From a technical perspective, the diffusion and dissociation curves set sorbic acid apart. Its effect holds across a pH window roughly between 3.0 and 6.5, where lactic acid bacteria and molds are most likely to spoil a batch. A handful of alternatives cover lower or higher zones, but none bridge as wide an application range without flavor or health concern. In practical terms, this means a bakery or beverage plant can position a single product across broad product lines, cutting the inventory and training load.
Looking ahead, we catch early signals from clients exploring innovative formats—think minimally processed chilled foods, fermented health snacks, and shelf-stable plant-based meats. Here, chemical preservation collides with consumer demand for authenticity and “free-from” claims. We collaborate on bulk fermentation, controlled-release tableting of sorbic acid for staged preservation, and hybrid formulas blending a touch of synthetic with natural antioxidants.

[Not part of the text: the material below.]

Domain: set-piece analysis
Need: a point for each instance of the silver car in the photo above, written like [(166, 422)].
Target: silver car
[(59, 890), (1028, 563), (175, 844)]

The outcomes are not always straightforward, but robust shelf life buys time to experiment and scale new ideas, particularly in regions where cold chain breaks without warning.
Scientific consensus supports sorbic acid’s role in feeding the globe safely. Addressing shelf life helps eliminate food waste, and using effective preservatives lowers the pressure on refrigeration needs. For multinational brands facing new market entries or governments tightening food safety codes, a reliable batch of sorbic acid removes complexity. We’re not selling stickers or slogans—just a preservative whose value is backed by decades of experience traced through quality, logistics, and chemistry under real-world conditions.
Some days it seems like everyone in the supply chain wants a different answer: clean labels, lower cost, longer shelf, guaranteed gentleness to the palate. No single ingredient does it all. Sorbic acid covers more bases than most, performing for generations across the world’s harshest climates and most scrutinized food codes. That outcome does not rest on marketing brochures, but on hard-won knowledge, constant retesting, and being honest about limitations and strengths.
If future innovation brings new preservation breakthroughs, we’re ready to adopt, produce, and improve them. Until then, we stand behind the batches we produce, tuned to each customer’s needs, rooted in real data and observation, and committed to being stewards—not just of our product, but of every meal it helps protect.